I swore I wasn't going to write anything about Apple's newly announced iPad, but I suppose it's unavoidable. Instead of its benefits or flaws, however, what's interested me the most about the gadget is the public reaction to its name.
It seems that back in 2007, MadTV wrote a spoof of Apple's raging devicitude, in the form of a parodic advertisement for a product they called iPad—except their iPad was, well, a feminine hygiene product.
It's a funny sketch, but after Apple's announcement, it seems many people took the name seriously, and not in a good way.
And the vast majority of tweets referencing the iTampon are issued or retweeted by women. And adding Apple's self-inflicted insult to that injury is the Apple iPad video itself, presented by three white male Apple senior level employees and including no women, and one very provocative segment where a man is using the iPad, where it's placed between his legs and at his crouch, and the woman points to a feature on the iPad right near his crotch.
Some compared the purportedly poorly chosen name to the Nintendo Wii, which secured its own guffaws when announced in 2006. Despite the curious spelling, it still seemed to refer to urination or worse, a diminutive for the device that accomplishes such acts. The Wii's unique, uh, pointer only reinforced such ideas. Still, eventually people stopped hearing the gag. The elderly bowled with it. The young swung their lightsabers.
With the iPad, some of the reaction turned from amusement to apparently earnest outrage. I saw several tweets link to this list of Apple executive profiles, arguing that a senior executive roster comprised of all white men clearly explained why the "inappropriateness" of the name "iPad" would have escaped the company's notice. Some more measured responses claimed not to express affront themselves, but rather embarrassment at Apple's "cluelessness."

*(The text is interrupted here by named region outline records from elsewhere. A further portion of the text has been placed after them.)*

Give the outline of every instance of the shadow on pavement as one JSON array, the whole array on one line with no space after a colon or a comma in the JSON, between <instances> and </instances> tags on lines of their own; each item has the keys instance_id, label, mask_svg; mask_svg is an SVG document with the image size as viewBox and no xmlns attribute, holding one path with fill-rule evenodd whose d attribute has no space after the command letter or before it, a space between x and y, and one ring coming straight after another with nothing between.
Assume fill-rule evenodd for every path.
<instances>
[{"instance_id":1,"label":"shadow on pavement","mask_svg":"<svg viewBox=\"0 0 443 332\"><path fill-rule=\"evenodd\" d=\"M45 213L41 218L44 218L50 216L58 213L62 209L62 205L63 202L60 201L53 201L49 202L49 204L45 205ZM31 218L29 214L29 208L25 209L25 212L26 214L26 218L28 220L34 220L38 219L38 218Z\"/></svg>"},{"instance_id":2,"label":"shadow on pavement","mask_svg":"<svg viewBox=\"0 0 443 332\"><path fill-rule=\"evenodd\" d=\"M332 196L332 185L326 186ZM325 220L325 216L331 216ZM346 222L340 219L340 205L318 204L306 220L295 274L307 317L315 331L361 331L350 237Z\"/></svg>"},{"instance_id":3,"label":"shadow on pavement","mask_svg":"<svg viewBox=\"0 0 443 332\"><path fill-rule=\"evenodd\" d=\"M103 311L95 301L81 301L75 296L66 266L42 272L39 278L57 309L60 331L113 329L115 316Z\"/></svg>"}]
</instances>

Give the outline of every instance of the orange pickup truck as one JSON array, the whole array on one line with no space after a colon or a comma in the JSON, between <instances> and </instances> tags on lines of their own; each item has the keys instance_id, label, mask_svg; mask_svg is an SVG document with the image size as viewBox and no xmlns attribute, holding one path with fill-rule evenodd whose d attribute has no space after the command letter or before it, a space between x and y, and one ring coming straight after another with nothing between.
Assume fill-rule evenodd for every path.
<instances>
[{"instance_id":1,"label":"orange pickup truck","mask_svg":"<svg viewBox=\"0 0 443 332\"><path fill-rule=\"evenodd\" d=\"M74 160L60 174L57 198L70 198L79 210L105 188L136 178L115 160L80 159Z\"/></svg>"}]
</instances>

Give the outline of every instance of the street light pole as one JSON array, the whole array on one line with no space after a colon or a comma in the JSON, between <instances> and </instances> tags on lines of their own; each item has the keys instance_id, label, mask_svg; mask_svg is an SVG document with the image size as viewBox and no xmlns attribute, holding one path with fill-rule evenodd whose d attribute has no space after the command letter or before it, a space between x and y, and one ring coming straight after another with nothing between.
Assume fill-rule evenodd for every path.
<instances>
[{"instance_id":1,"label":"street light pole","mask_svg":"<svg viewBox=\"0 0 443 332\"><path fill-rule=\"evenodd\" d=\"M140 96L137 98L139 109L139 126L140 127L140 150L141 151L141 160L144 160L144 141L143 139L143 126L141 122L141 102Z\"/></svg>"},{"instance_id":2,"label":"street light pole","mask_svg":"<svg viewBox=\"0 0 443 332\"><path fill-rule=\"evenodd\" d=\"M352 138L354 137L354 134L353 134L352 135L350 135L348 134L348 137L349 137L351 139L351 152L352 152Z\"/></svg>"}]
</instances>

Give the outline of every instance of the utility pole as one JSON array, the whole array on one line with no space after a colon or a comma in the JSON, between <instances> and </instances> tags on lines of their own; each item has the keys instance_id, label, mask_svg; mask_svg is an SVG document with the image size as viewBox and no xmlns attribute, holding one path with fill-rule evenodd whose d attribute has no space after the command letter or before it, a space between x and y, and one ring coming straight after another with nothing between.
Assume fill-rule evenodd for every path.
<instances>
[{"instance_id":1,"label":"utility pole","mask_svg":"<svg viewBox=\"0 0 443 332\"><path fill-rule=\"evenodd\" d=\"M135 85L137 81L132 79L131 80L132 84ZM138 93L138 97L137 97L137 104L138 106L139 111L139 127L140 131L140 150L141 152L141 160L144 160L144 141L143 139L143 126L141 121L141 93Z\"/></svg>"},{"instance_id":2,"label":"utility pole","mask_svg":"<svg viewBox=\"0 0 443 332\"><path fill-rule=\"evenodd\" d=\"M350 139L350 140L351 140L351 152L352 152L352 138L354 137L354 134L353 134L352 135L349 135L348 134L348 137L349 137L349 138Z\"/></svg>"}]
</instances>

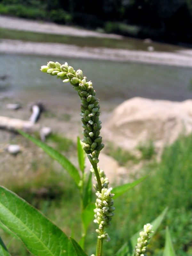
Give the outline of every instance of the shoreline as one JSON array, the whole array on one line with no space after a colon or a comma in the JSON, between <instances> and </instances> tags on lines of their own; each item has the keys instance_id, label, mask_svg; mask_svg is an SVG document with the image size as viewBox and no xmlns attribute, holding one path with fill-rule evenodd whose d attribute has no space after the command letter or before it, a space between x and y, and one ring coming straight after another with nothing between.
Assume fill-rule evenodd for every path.
<instances>
[{"instance_id":1,"label":"shoreline","mask_svg":"<svg viewBox=\"0 0 192 256\"><path fill-rule=\"evenodd\" d=\"M0 40L0 53L58 56L124 62L133 61L192 68L192 50L182 50L175 52L145 52L3 39Z\"/></svg>"}]
</instances>

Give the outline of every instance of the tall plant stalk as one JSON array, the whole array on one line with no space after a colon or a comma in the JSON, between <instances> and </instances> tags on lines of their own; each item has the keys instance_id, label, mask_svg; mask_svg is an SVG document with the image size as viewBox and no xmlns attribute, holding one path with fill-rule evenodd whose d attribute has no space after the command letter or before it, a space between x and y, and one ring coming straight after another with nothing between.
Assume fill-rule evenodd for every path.
<instances>
[{"instance_id":1,"label":"tall plant stalk","mask_svg":"<svg viewBox=\"0 0 192 256\"><path fill-rule=\"evenodd\" d=\"M108 234L104 232L104 228L110 225L115 208L113 206L114 202L112 199L114 194L111 193L111 188L108 189L108 179L97 165L99 154L104 147L104 144L102 143L102 137L100 136L102 122L99 118L99 100L95 97L95 91L91 81L88 81L82 70L78 69L76 72L67 62L61 65L57 62L49 61L47 65L42 66L41 70L52 76L56 76L64 83L70 82L77 91L81 101L80 115L84 129L84 136L82 141L85 143L83 148L92 165L91 170L97 182L94 184L98 197L95 203L96 208L94 210L95 213L94 221L99 225L98 228L96 229L98 234L96 255L102 256L103 241L110 240ZM83 178L81 181L79 186L82 187ZM82 191L82 189L81 191Z\"/></svg>"}]
</instances>

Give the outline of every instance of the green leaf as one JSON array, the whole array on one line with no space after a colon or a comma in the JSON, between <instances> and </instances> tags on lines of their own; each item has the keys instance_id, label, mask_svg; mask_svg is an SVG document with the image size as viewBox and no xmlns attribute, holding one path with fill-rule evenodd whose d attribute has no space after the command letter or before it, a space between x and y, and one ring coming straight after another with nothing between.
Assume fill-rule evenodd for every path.
<instances>
[{"instance_id":1,"label":"green leaf","mask_svg":"<svg viewBox=\"0 0 192 256\"><path fill-rule=\"evenodd\" d=\"M81 218L85 234L90 222L94 217L95 213L93 210L95 208L95 204L94 203L91 203L88 204L81 214Z\"/></svg>"},{"instance_id":2,"label":"green leaf","mask_svg":"<svg viewBox=\"0 0 192 256\"><path fill-rule=\"evenodd\" d=\"M20 240L18 237L17 236L16 236L16 235L14 234L14 233L13 233L7 227L5 226L4 225L2 222L0 221L0 228L1 228L2 229L4 230L5 232L6 232L7 234L10 235L10 236L13 237L14 237L14 238L16 238L18 240L19 240L20 241Z\"/></svg>"},{"instance_id":3,"label":"green leaf","mask_svg":"<svg viewBox=\"0 0 192 256\"><path fill-rule=\"evenodd\" d=\"M92 196L92 172L90 172L83 195L83 206L84 209L86 208L88 204L91 202Z\"/></svg>"},{"instance_id":4,"label":"green leaf","mask_svg":"<svg viewBox=\"0 0 192 256\"><path fill-rule=\"evenodd\" d=\"M82 237L79 242L79 244L83 249L84 247L85 239L88 227L94 217L95 213L93 210L95 208L95 205L94 203L90 203L81 213L81 219L83 227L83 233Z\"/></svg>"},{"instance_id":5,"label":"green leaf","mask_svg":"<svg viewBox=\"0 0 192 256\"><path fill-rule=\"evenodd\" d=\"M11 256L1 237L0 237L0 256Z\"/></svg>"},{"instance_id":6,"label":"green leaf","mask_svg":"<svg viewBox=\"0 0 192 256\"><path fill-rule=\"evenodd\" d=\"M163 256L176 256L168 227L166 227L165 244Z\"/></svg>"},{"instance_id":7,"label":"green leaf","mask_svg":"<svg viewBox=\"0 0 192 256\"><path fill-rule=\"evenodd\" d=\"M0 186L0 220L35 256L67 256L66 235L35 208Z\"/></svg>"},{"instance_id":8,"label":"green leaf","mask_svg":"<svg viewBox=\"0 0 192 256\"><path fill-rule=\"evenodd\" d=\"M57 150L37 140L29 134L20 130L17 130L18 132L28 139L44 151L53 159L56 160L66 169L73 179L79 188L78 185L81 180L80 175L77 169L65 156Z\"/></svg>"},{"instance_id":9,"label":"green leaf","mask_svg":"<svg viewBox=\"0 0 192 256\"><path fill-rule=\"evenodd\" d=\"M151 234L152 237L162 222L167 211L168 208L166 207L164 210L158 216L151 224L153 225L152 230L154 232ZM125 243L118 251L116 254L116 256L132 256L134 255L133 250L137 243L137 238L139 237L140 232L143 229L138 231L134 235L127 243Z\"/></svg>"},{"instance_id":10,"label":"green leaf","mask_svg":"<svg viewBox=\"0 0 192 256\"><path fill-rule=\"evenodd\" d=\"M79 137L77 137L77 154L78 161L80 169L82 172L84 172L85 166L85 157L86 155L83 148Z\"/></svg>"},{"instance_id":11,"label":"green leaf","mask_svg":"<svg viewBox=\"0 0 192 256\"><path fill-rule=\"evenodd\" d=\"M73 238L70 237L72 244L76 251L77 256L87 256L80 245Z\"/></svg>"},{"instance_id":12,"label":"green leaf","mask_svg":"<svg viewBox=\"0 0 192 256\"><path fill-rule=\"evenodd\" d=\"M119 196L121 196L124 193L132 188L133 188L137 185L138 184L139 184L143 180L145 180L148 176L148 175L147 175L146 176L145 176L145 177L143 177L137 180L133 181L132 183L127 183L126 184L124 184L123 185L118 186L113 188L112 193L114 193L115 194L113 199L116 198L116 197Z\"/></svg>"}]
</instances>

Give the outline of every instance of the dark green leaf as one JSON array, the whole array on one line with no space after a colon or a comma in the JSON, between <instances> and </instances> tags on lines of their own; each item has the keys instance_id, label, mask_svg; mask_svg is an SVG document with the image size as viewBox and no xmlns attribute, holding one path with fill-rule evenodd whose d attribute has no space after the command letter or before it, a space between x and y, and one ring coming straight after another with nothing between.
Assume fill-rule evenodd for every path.
<instances>
[{"instance_id":1,"label":"dark green leaf","mask_svg":"<svg viewBox=\"0 0 192 256\"><path fill-rule=\"evenodd\" d=\"M77 256L73 245L69 240L68 241L68 256Z\"/></svg>"},{"instance_id":2,"label":"dark green leaf","mask_svg":"<svg viewBox=\"0 0 192 256\"><path fill-rule=\"evenodd\" d=\"M115 194L113 198L115 199L118 196L119 196L125 192L132 188L133 188L137 185L138 184L139 184L143 180L145 180L148 176L148 175L147 175L144 177L143 177L143 178L141 178L141 179L140 179L137 180L133 181L132 183L127 183L126 184L124 184L123 185L118 186L113 188L112 192Z\"/></svg>"},{"instance_id":3,"label":"dark green leaf","mask_svg":"<svg viewBox=\"0 0 192 256\"><path fill-rule=\"evenodd\" d=\"M85 152L81 143L79 137L77 137L77 153L78 155L78 161L80 169L82 172L84 172L85 166L85 159L86 156Z\"/></svg>"},{"instance_id":4,"label":"dark green leaf","mask_svg":"<svg viewBox=\"0 0 192 256\"><path fill-rule=\"evenodd\" d=\"M165 244L163 256L176 256L168 227L166 227Z\"/></svg>"},{"instance_id":5,"label":"dark green leaf","mask_svg":"<svg viewBox=\"0 0 192 256\"><path fill-rule=\"evenodd\" d=\"M72 237L70 237L72 244L76 251L77 256L87 256L82 248L75 240Z\"/></svg>"},{"instance_id":6,"label":"dark green leaf","mask_svg":"<svg viewBox=\"0 0 192 256\"><path fill-rule=\"evenodd\" d=\"M95 205L94 203L90 203L81 214L82 221L85 234L90 222L94 217L95 213L93 210L95 208Z\"/></svg>"},{"instance_id":7,"label":"dark green leaf","mask_svg":"<svg viewBox=\"0 0 192 256\"><path fill-rule=\"evenodd\" d=\"M168 207L164 210L158 217L151 223L153 225L152 230L154 231L151 234L152 236L160 225L167 211ZM137 243L137 238L139 237L140 232L143 229L141 229L134 235L128 242L125 244L118 251L116 254L116 256L133 256L134 255L133 250Z\"/></svg>"},{"instance_id":8,"label":"dark green leaf","mask_svg":"<svg viewBox=\"0 0 192 256\"><path fill-rule=\"evenodd\" d=\"M23 199L1 186L0 220L35 256L68 255L66 235Z\"/></svg>"},{"instance_id":9,"label":"dark green leaf","mask_svg":"<svg viewBox=\"0 0 192 256\"><path fill-rule=\"evenodd\" d=\"M4 230L5 232L7 233L7 234L10 235L10 236L13 237L14 237L14 238L16 238L18 240L19 240L20 241L20 240L18 237L17 236L16 236L15 234L14 234L14 233L13 233L7 227L5 226L4 225L3 223L2 223L1 221L0 221L0 228L1 228L2 229Z\"/></svg>"},{"instance_id":10,"label":"dark green leaf","mask_svg":"<svg viewBox=\"0 0 192 256\"><path fill-rule=\"evenodd\" d=\"M84 209L87 204L91 202L92 200L92 172L90 172L84 191L83 196L83 209Z\"/></svg>"},{"instance_id":11,"label":"dark green leaf","mask_svg":"<svg viewBox=\"0 0 192 256\"><path fill-rule=\"evenodd\" d=\"M0 237L0 256L10 256L7 249Z\"/></svg>"},{"instance_id":12,"label":"dark green leaf","mask_svg":"<svg viewBox=\"0 0 192 256\"><path fill-rule=\"evenodd\" d=\"M77 186L81 178L77 169L71 164L66 157L59 152L51 147L37 140L29 134L26 133L20 130L17 130L22 135L28 139L38 146L41 148L44 151L53 159L56 160L65 168L73 179Z\"/></svg>"}]
</instances>

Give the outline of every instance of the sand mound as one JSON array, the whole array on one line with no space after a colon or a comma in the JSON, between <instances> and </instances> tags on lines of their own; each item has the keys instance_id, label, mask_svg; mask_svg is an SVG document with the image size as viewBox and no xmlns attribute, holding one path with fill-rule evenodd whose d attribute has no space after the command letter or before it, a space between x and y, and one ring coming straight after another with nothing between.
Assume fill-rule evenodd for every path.
<instances>
[{"instance_id":1,"label":"sand mound","mask_svg":"<svg viewBox=\"0 0 192 256\"><path fill-rule=\"evenodd\" d=\"M178 102L134 97L116 108L104 128L109 140L128 149L150 140L161 149L180 134L192 131L192 100Z\"/></svg>"}]
</instances>

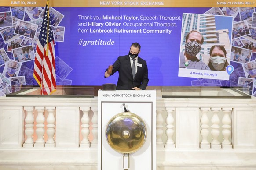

I'm going to avoid editorializing about the matter myself. Instead, I want to make an observation that I haven't yet heard, but that should be obvious: the reaction to iPad shows that internet infantilism has gone mainstream. No longer are toilet and body part jokes relegated to the locker room or the slumber party or the IRC channel or the web forum. Or even the weekend variety show, which serves as a carnivalesque respite from the week. Now, apparently, we can feel free to unfurl it anywhere.
What to think about such a shift in the expectations for discourse? It's hard to say yet. Some might argue that it's a part of a larger shift in privacy expectations. Others might say that its an example of an increasingly banal depravity. As for me, I'm not sure. If I get any ideas, I'll make sure I keep a notepad on the nightstand, so I can pad them out without having to pad across the floor, in the dark, to find my iPad.